Administered by the Department of Homeland Security, the SNS contains drugs, supplies and equipment that are stored regionally for use during large-scale public health emergencies. Upon declaration of an emergency by a state governor, Federal “push-packs” can be delivered within 12 hours to the affected area(s) to be dispensed by local health officials. Examples of SNS contents are PPE, ventilators, ciprofloxacin, and oseltamivir. For radiation exposures, the SNS carries KI, Prussian blue, DTPA and G-CSF.

Conclusions

Unlike bioterrorism, which is usually a stealth attack initially recognized by alert clinicians or syndromic surveillance, bombings obviously attract the attention of law enforcement, and chemical warfare agents cause abrupt, dramatic symptomatology. However, mysterious clusters of illness could be caused by radioactive agents quietly dispersed in the community without the use of explosives; in this instance, it is also likely to be an alert physician who first concludes that there is an epidemic of ARS due to an intentional act. The San Diego County Community Epidemiology Branch (CEB) should be contacted immediately if you suspect that an incident of public health significance has occurred; during regular hours at (619) 515-6620; after hours and on weekends at (858) 565-5255.
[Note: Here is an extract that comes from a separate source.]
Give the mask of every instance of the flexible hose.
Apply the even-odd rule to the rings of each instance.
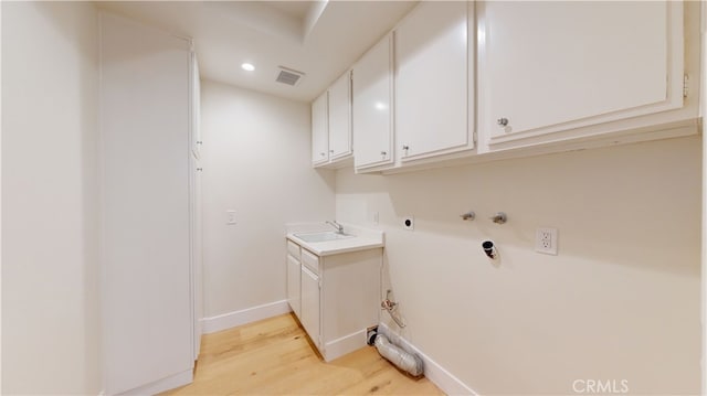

How can a clinician best prepare for uncertainty? Besides updating policies and procedures and ensuring that your staff is trained, consider getting involved in hospital emergency planning: as of April 2007, the CDC reports that although 75 percent of hospitals have disaster plans that address the use of explosives, only one-fifth have conducted drills involving bomb scenarios. The Institute of Medicine’s 2006 report, Hospital-Based Emergency Care: At the Breaking Point, cites the following funding priorities: improved EMS response to explosives, standby ICU capacity, increased availability of decontamination showers, and chemical level PPE for HCWs. Terrorist bombings are becoming increasingly prevalent around the world. Although the United States has not been visited by this scourge recently, it is incumbent upon all of us to be ready for what the CDC has called “a predictable surprise.”